Gives Iraq the ability to control the exchange rate of the dinar
In contrast, Professor of International Economics, Nawar Al-Saadi, acknowledged that “these reserves go beyond being mere numbers registered with the Central Bank. They represent the foundation on which the state relies in confronting economic crises, whether they result from a decline in oil prices, which is the main source of revenue, or due to turmoil in global financial markets that may affect cash flows and investments.”
Al-Saadi added in his interview with Al-Jabal, “Having strong foreign reserves gives Iraq the ability to control the exchange rate of the dinar, which reduces its violent fluctuations that may lead to high inflation rates and an increase in the cost of living for citizens. These reserves are also used to finance vital import operations, especially for basic commodities such as food and medicine, which ensures the continued flow of these materials to Iraqi markets without being significantly affected by external circumstances.”
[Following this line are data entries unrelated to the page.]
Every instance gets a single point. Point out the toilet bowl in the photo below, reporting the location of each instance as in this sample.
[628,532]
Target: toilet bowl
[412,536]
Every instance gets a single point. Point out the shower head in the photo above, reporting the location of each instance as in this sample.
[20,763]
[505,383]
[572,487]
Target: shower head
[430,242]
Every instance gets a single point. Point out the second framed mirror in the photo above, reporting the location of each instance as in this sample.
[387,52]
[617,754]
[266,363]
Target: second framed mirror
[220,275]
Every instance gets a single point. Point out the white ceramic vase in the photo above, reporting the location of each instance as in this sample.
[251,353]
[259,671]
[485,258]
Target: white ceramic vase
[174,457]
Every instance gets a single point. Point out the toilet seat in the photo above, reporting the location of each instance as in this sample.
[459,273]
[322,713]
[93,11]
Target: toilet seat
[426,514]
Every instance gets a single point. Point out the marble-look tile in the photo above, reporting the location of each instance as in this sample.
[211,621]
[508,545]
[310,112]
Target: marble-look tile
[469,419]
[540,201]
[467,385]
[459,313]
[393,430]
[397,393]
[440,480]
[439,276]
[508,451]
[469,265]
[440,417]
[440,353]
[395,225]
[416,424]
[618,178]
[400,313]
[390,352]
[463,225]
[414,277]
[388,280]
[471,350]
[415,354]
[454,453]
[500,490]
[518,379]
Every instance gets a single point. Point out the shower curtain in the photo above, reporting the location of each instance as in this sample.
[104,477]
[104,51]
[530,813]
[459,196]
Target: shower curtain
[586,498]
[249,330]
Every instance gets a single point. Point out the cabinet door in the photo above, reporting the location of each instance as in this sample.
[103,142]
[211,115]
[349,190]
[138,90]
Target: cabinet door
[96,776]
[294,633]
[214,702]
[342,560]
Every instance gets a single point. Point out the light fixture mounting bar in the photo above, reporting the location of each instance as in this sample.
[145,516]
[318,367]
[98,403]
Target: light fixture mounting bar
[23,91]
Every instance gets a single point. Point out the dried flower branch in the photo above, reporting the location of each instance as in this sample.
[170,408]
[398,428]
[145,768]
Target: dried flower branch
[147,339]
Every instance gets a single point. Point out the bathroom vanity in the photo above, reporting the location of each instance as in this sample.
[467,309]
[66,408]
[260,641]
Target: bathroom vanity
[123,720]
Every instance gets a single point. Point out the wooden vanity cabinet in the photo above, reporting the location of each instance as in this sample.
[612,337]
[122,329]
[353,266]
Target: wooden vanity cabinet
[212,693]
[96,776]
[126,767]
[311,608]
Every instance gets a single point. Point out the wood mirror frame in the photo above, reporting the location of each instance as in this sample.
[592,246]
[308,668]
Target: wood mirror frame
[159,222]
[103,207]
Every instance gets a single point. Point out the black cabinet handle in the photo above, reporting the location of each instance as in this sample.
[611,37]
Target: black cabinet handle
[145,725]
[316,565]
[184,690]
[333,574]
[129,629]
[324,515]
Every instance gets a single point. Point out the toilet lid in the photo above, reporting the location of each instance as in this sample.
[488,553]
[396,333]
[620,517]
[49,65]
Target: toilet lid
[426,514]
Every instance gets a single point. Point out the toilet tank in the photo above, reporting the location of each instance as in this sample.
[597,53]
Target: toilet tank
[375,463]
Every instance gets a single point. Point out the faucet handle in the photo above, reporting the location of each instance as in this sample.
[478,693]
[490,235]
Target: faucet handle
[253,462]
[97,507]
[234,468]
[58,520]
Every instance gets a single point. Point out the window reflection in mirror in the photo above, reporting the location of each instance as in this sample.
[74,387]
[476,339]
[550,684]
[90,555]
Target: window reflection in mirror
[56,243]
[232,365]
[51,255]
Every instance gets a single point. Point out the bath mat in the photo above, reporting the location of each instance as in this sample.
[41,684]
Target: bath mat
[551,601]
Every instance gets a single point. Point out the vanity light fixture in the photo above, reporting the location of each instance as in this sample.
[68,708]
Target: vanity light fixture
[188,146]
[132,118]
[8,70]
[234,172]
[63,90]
He added, “The level of foreign reserves directly affects Iraq’s credit rating and the confidence of international financial institutions in the local economy. The higher these reserves are, the more confident investors are, which enhances the chances of attracting foreign capital and supports investments in non-oil sectors, which is what Iraq needs to reduce its dependence on oil as the sole source of revenue.”
He believed that “having large reserves alone is not enough to ensure economic stability, as they must be accompanied by sound financial and economic policies. These reserves cannot be considered a resource that is consumed merely to cover the financial deficit, calling for “investing them wisely to enhance economic development and support productive sectors, because using reserves in an ill-considered manner may lead to their depletion over time, which exposes the country to great risks when unexpected economic shocks occur.”
Al-Saadi concluded his speech by saying, “Iraq needs a clear strategy for managing its foreign reserves, so that they are employed in a way that achieves a balance between monetary and financial stability on the one hand, and supporting development and investment projects on the other hand. Maintaining these reserves at safe levels enhances the Iraqi economy’s ability to withstand crises, and gives decision-makers more room to maneuver in facing future economic challenges.”